Markets to Pay Attention to in the Upcoming Weeks

Author: Charles Ouko

The main U.S. stock indices have all threatened or experienced bear markets since June closes. A bear market is often thought to have started when the price of an asset or index has dropped by over 20% from its most recent high.

It's mostly a question of semantics as to whether the S&P 500 is experiencing a bear market: When prices are considered, the benchmark index fell by roughly 21 percent, despite being down almost 19 percent from its high in January.

Meanwhile, the Dow Jones Industrial Average (DJIA) ended its biggest downturn in over a century by snapping an eight-week losing streak.

It is now unclear if the late-May comeback means that the worst of the downturn is behind us. The market appears to be more concerned about economic growth than inflation, which may be plateauing, given that the Federal Reserve has pledged to keep hiking interest rates.

Because of this, volatility is unlikely to abate anytime soon for investors.

Due to the high level of uncertainty, market volatility is expected to remain for most of this year. The number of variables generating inflation will grow, and we haven't even begun to think about midterm elections.

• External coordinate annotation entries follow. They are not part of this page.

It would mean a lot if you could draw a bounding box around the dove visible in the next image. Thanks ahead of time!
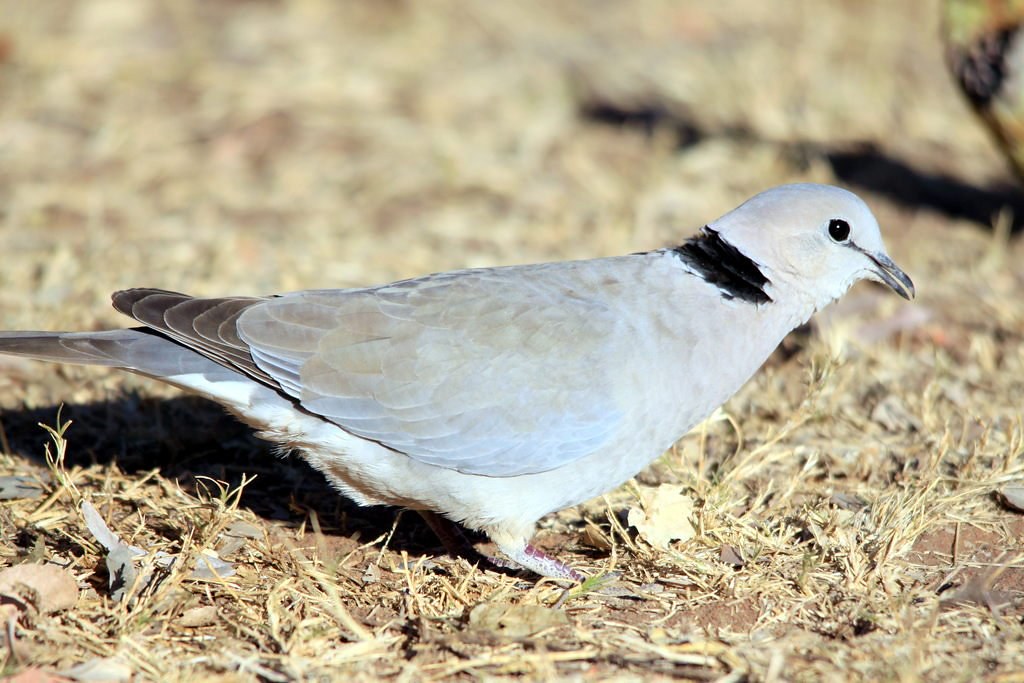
[0,183,914,581]
[942,0,1024,182]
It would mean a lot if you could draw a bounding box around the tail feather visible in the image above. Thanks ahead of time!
[0,328,234,378]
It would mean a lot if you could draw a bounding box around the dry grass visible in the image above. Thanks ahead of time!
[0,0,1024,681]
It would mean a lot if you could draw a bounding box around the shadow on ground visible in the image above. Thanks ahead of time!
[0,394,456,557]
[579,100,1024,232]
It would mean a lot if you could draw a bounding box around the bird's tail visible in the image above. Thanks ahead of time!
[0,328,222,378]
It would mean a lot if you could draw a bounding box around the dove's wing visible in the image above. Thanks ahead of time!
[118,264,623,476]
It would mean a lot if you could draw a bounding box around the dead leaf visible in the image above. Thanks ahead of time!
[469,602,568,639]
[3,669,71,683]
[718,544,745,567]
[177,605,219,629]
[0,476,43,501]
[0,564,78,614]
[999,483,1024,512]
[627,483,696,548]
[871,393,922,432]
[60,657,132,683]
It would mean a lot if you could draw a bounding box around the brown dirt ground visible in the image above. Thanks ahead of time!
[0,0,1024,681]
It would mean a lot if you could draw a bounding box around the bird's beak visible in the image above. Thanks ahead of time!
[864,251,915,301]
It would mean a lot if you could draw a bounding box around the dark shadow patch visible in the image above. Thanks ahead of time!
[580,101,705,148]
[579,93,1024,232]
[0,393,444,557]
[821,144,1024,231]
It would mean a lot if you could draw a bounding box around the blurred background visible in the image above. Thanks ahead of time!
[0,0,1020,328]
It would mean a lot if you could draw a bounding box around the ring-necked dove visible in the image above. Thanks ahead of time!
[0,184,913,580]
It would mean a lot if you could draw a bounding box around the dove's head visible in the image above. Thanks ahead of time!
[709,183,914,310]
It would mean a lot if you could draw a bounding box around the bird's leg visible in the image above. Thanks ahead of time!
[417,510,477,559]
[492,543,587,583]
[417,510,586,582]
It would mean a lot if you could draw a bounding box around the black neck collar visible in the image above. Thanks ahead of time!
[672,226,771,304]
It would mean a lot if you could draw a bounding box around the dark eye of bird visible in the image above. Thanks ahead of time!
[828,218,850,242]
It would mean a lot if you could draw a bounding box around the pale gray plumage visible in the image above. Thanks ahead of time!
[0,184,913,579]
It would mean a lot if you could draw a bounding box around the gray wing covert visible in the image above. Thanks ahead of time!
[238,270,623,476]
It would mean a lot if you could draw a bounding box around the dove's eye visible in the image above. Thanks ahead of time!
[828,218,850,242]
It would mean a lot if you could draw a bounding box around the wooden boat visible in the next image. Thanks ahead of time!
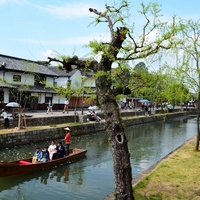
[0,148,87,177]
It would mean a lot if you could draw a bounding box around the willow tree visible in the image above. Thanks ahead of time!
[49,0,177,200]
[175,19,200,150]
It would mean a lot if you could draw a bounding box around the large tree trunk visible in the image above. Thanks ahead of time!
[196,92,200,150]
[96,58,134,200]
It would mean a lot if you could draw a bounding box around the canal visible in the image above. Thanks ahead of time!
[0,118,196,200]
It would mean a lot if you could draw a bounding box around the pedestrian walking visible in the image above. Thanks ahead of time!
[47,100,53,114]
[63,98,69,113]
[1,109,10,128]
[64,127,71,156]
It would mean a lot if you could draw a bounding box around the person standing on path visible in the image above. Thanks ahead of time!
[47,99,53,114]
[1,109,10,128]
[63,98,69,113]
[64,127,71,156]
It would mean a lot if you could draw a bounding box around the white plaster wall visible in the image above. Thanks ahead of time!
[4,72,34,86]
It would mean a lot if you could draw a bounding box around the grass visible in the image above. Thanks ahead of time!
[134,137,200,200]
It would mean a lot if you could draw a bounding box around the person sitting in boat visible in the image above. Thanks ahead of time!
[41,147,50,162]
[52,142,66,160]
[91,110,101,122]
[34,147,42,161]
[48,140,57,160]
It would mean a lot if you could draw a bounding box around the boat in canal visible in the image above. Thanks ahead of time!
[0,148,87,177]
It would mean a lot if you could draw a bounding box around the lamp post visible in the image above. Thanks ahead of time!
[82,91,85,115]
[81,76,86,115]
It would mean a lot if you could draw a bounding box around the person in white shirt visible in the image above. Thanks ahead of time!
[47,100,53,114]
[48,140,57,160]
[1,109,10,128]
[63,98,69,113]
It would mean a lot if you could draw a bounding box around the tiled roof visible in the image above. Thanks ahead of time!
[19,86,56,94]
[49,67,77,77]
[0,80,16,88]
[0,54,57,76]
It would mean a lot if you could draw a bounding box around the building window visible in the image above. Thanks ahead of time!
[13,75,22,82]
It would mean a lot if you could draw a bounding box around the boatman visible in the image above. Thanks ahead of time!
[64,127,71,156]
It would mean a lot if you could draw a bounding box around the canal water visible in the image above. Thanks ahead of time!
[0,118,196,200]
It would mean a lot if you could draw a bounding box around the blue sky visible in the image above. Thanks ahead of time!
[0,0,200,60]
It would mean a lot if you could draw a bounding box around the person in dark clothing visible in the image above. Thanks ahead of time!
[1,109,10,128]
[52,142,66,160]
[41,147,50,162]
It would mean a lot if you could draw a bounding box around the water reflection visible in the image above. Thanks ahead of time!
[0,118,196,200]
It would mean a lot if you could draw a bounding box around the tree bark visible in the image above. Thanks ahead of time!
[196,91,200,150]
[96,52,134,200]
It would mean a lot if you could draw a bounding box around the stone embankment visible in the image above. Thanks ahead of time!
[0,108,195,148]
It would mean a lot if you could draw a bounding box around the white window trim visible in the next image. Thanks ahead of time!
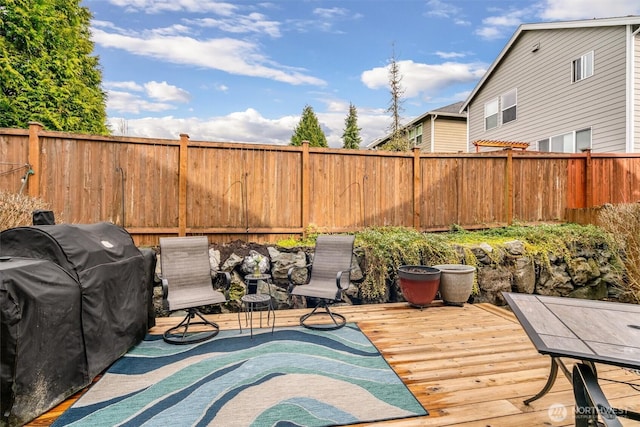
[536,126,593,153]
[482,96,500,132]
[571,50,596,83]
[499,88,518,125]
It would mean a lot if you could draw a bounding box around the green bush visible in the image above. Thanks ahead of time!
[598,203,640,304]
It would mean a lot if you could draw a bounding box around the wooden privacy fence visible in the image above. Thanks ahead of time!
[0,123,640,245]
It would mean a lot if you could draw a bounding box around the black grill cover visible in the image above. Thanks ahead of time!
[0,223,152,426]
[0,258,85,425]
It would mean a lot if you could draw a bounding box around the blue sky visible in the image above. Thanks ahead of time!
[82,0,640,147]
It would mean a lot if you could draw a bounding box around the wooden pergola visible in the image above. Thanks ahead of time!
[473,139,529,153]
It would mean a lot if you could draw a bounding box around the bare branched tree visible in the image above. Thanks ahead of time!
[383,45,410,151]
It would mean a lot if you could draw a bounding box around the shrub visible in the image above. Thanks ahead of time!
[598,203,640,304]
[0,191,49,230]
[356,227,457,301]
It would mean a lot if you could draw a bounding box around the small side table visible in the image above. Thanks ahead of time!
[238,274,276,338]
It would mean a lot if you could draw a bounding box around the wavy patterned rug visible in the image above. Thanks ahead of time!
[54,324,427,427]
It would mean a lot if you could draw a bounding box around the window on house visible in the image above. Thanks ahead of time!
[538,128,591,153]
[576,128,591,153]
[549,132,573,153]
[408,123,422,145]
[538,138,549,151]
[500,89,518,124]
[484,98,498,130]
[571,51,593,83]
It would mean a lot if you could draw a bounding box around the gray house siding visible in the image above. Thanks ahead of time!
[468,26,626,152]
[633,34,640,153]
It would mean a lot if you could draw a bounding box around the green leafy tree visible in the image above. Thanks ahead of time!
[342,104,362,149]
[291,105,328,147]
[0,0,109,134]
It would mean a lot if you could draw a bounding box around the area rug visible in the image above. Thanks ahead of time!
[54,323,427,427]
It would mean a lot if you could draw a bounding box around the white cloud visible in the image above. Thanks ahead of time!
[361,61,486,98]
[107,90,175,114]
[540,0,640,20]
[103,81,144,92]
[475,27,505,40]
[92,28,325,86]
[144,81,191,102]
[436,51,467,59]
[475,8,533,40]
[109,103,389,148]
[313,7,348,19]
[109,0,238,15]
[187,13,281,37]
[427,0,462,18]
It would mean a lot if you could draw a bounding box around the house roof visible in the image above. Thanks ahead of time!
[460,15,640,112]
[367,101,467,148]
[473,139,529,151]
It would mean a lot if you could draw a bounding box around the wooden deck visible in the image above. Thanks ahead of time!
[28,302,640,427]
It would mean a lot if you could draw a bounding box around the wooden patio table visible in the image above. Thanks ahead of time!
[503,292,640,426]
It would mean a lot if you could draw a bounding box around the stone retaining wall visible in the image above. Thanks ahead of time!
[150,240,622,316]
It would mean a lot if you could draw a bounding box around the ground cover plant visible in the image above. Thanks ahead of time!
[598,203,640,304]
[279,224,624,302]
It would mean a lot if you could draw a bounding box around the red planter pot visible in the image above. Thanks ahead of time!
[398,265,440,308]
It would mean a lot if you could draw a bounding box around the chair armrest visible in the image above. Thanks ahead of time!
[211,270,231,291]
[336,267,356,291]
[287,264,311,284]
[572,363,622,427]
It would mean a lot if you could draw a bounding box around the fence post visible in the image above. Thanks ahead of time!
[505,147,514,225]
[178,133,189,236]
[300,141,311,238]
[413,147,422,230]
[24,122,43,197]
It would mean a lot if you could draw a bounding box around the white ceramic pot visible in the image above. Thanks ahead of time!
[433,264,476,306]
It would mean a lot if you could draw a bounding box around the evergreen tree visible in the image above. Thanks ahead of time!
[0,0,109,134]
[342,104,362,150]
[290,105,328,147]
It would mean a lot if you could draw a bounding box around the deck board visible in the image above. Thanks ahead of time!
[28,302,640,427]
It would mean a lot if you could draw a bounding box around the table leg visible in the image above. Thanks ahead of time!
[524,357,558,405]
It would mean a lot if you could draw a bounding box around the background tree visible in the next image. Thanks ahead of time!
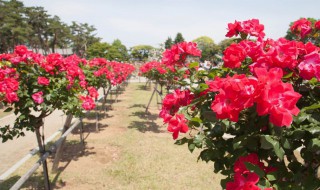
[164,37,173,49]
[49,16,71,53]
[70,21,100,57]
[174,32,184,44]
[107,39,129,61]
[26,7,50,54]
[0,0,31,52]
[130,45,154,61]
[86,42,111,59]
[218,38,236,53]
[193,36,220,63]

Rumors of Another Recession

Speaking of speculating, Wall Street institutions have been asserting the potential start date of the upcoming recession. The current opinion is that a recession will likely start in 2023, which explains why traders have recently punished stock prices.

These worries remained unabated despite the stock market's recovery at the end of May. As a result, there are "many bear markets" among the individual S&P 500 members, even though the index didn't formally experience the 20% fall required to be classified as a bear market.

The U.S. economy will likely experience a slowdown next year, but this may not happen, or the slump may be "mild."

It's crucial to keep in mind that every economic cycle ends in a recession. The following one might not be like the previous one. It's just untrue to assert that a recession won't occur at some time.

Concern should be expressed since the slowing of the housing market isn't encouraging for the confidence of either investors or consumers.

Additionally, a growing number of Americans appear to be financially strapped and frequently use credit cards and other forms of debt to make purchases. As a result, the personal savings rate has fallen to its lowest point since the Great Recession, which was 4.4 percent as of April.

July investment strategies

The recent volatility in the stock market is not surprising given the Fed's intention to raise interest rates and indications of the economy's fragility. Therefore, expect additional market volatility as players debate whether the economy can withstand rising interest rates without weakening.

Investors who seek to lower the risk of their entire portfolio are likely to stay away from the bond market. Bonds can also function as a hedge for equities.

Expect increased sector movement on the stock market, notably from producers of products to suppliers of services.

Investors should look more closely at their investment portfolio, emphasizing less on industries that depend heavily on consumer spending, such as communication services and consumer discretionary, and more on sectors that have historically performed well during economic downturns, such as utility consumers staples, and healthcare.